- Born: Anwar Farid Robinson April 21, 1979 (age 47)
- Origin: Newark, New Jersey, U.S.
- Occupations: Singer, music teacher, actor, songwriter, pianist, producer
- Instruments: Vocals, piano
- Years active: 2001–present
- Website: www.anwarrobinson.com

= Anwar Robinson =

American singer/songwriter/musician

Anwar Farid Robinson (born April 21, 1979) is an American singer/songwriter/musician. He was the seventh place finalist on the fourth season of American Idol.

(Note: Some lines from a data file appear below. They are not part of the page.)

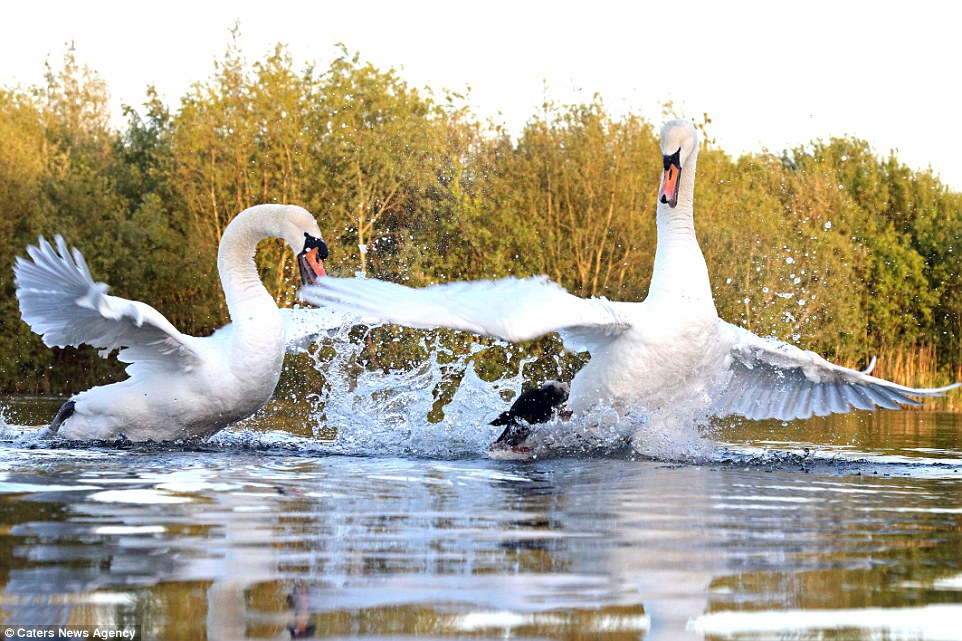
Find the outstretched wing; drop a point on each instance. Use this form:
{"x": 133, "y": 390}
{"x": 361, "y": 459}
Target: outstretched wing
{"x": 772, "y": 379}
{"x": 513, "y": 309}
{"x": 61, "y": 302}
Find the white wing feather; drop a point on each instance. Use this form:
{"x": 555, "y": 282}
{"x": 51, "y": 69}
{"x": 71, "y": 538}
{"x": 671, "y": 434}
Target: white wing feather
{"x": 772, "y": 379}
{"x": 512, "y": 309}
{"x": 60, "y": 301}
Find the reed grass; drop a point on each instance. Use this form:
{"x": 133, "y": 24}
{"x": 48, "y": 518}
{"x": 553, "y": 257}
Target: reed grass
{"x": 920, "y": 366}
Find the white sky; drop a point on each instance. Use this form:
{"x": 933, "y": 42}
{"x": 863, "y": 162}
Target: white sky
{"x": 771, "y": 75}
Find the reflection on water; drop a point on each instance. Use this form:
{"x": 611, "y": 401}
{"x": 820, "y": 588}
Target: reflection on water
{"x": 229, "y": 542}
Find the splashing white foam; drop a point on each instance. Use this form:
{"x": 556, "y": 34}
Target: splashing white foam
{"x": 388, "y": 413}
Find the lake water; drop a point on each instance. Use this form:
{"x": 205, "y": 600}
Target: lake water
{"x": 849, "y": 528}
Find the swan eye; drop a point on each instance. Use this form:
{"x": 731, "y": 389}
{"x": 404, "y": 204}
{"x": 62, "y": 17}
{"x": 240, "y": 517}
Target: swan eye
{"x": 310, "y": 242}
{"x": 674, "y": 159}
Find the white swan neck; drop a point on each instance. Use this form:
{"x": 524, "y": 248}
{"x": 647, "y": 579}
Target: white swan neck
{"x": 680, "y": 275}
{"x": 242, "y": 284}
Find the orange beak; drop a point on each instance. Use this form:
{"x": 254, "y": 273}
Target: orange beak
{"x": 311, "y": 260}
{"x": 668, "y": 194}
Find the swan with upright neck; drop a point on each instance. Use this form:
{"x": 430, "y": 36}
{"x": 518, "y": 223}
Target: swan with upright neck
{"x": 650, "y": 356}
{"x": 179, "y": 386}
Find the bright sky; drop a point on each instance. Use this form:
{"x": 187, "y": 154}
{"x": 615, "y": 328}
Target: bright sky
{"x": 771, "y": 75}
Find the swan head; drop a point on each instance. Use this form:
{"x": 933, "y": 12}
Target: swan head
{"x": 679, "y": 148}
{"x": 299, "y": 228}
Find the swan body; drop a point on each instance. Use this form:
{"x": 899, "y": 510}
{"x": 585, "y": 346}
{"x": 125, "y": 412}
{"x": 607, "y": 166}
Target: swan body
{"x": 179, "y": 386}
{"x": 670, "y": 349}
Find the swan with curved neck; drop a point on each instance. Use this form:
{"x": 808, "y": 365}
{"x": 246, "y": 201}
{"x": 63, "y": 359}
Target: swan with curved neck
{"x": 179, "y": 386}
{"x": 670, "y": 350}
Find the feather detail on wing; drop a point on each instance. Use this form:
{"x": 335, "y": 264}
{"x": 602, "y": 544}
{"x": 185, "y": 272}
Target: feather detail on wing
{"x": 60, "y": 301}
{"x": 512, "y": 309}
{"x": 773, "y": 379}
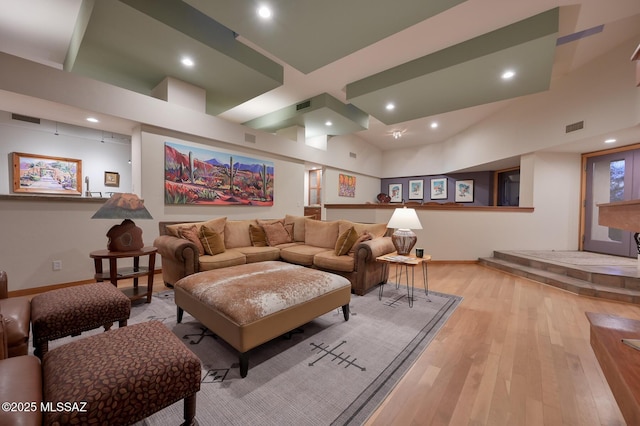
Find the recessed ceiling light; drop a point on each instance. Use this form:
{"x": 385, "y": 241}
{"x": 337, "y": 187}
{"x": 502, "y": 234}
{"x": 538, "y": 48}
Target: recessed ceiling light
{"x": 264, "y": 12}
{"x": 508, "y": 74}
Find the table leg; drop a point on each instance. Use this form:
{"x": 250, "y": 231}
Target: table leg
{"x": 425, "y": 278}
{"x": 113, "y": 271}
{"x": 136, "y": 268}
{"x": 152, "y": 266}
{"x": 98, "y": 266}
{"x": 385, "y": 267}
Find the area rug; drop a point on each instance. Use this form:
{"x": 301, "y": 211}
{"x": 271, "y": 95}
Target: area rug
{"x": 329, "y": 372}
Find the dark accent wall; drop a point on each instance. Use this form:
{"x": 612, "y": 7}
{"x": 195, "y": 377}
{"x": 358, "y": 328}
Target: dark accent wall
{"x": 482, "y": 183}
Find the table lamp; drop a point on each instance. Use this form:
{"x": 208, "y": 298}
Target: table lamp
{"x": 404, "y": 220}
{"x": 126, "y": 236}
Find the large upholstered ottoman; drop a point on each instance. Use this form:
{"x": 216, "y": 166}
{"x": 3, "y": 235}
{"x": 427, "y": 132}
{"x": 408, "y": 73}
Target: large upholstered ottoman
{"x": 247, "y": 305}
{"x": 70, "y": 311}
{"x": 120, "y": 377}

After moving with his family from Newark to Montclair, New Jersey in 1994, Robinson attended Montclair High School.

==American Idol==
In August 2004, Robinson successfully auditioned for season four of Idol in Washington, DC. He proceeded to the Top 12, but was voted off during the 1970s dance music week on April 20, 2005, after his performance of Earth Wind and Fire's "September".

He went on to tour with the Top 10 contestants of season four and sang for over 500,000 people in over forty cities throughout the United States and Canada. He also participated in "Idols In Concert" at the newly built Rrazz Room at San Francisco's Hotel Nikko.

===Performances on American Idol===

| Week # | Theme | Song choice | Original artist | Result |
| Top 24 (12 Men) | Contestant's Choice | "Moon River" | Andy Williams | Safe |
| Top 20 (10 Men) | "What's Going On" | Marvin Gaye | Safe |
| Top 16 (8 Men) | "What a Wonderful World" | Louis Armstrong | Safe |
| Top 12 | 1960s | "A House Is Not a Home" | Dionne Warwick | Safe |
| Top 11 | Billboard Number Ones | "Ain't Nobody" | Chaka Khan | Safe |
| Top 10 | 1990s | "I Believe I Can Fly" | R. Kelly | Bottom 2 |
| Top 9 | Classic Broadway | "If Ever I Would Leave You" | from Camelot | Safe |
| Top 8 | Songs from Birth Year | "I'll Never Love This Way Again" | Dionne Warwick | Safe |
| Top 7 | 1970s Dance Music | "September" | Earth, Wind & Fire | Eliminated |

==Post-Idol==
Robinson took on the role of "Collins" in the 2007–2008 national/international tour of Rent. He starred as Jesus in the Syracuse Stage production of Godspell that ran from November 25 to December 28, 2008.

He made his film debut in The Ski Trip 2: Friends and Lovers as "Owen".

On October 19, 2009, Robinson participated in a salute to Michael Jackson in "Don't Stop Til You Get Enough: Broadway Salutes The King of Pop" at New York City's legendary Birdland.

Robinson's debut album, Everything, was released on January 25, 2011.

==Charity work==
On March 2, 2010, Robinson joined Michelle Williams, Musiq Soulchild, Lil' Mo, Tye Tribbett, Nikki Ross & Anaysha Figueroa (both of Kirk Franklin), Nancey Jackson-Johnson, and James Hall under the executive production of Kim Burrell to record "Prayer Song" for Hope for Haiti, composed by Krishnar Lewis. In October 2010, he participated with Yolanda Adams in the Plainfield, New Jersey event where community leaders were trying to break the Guinness World Records for the largest gospel chorus in the world.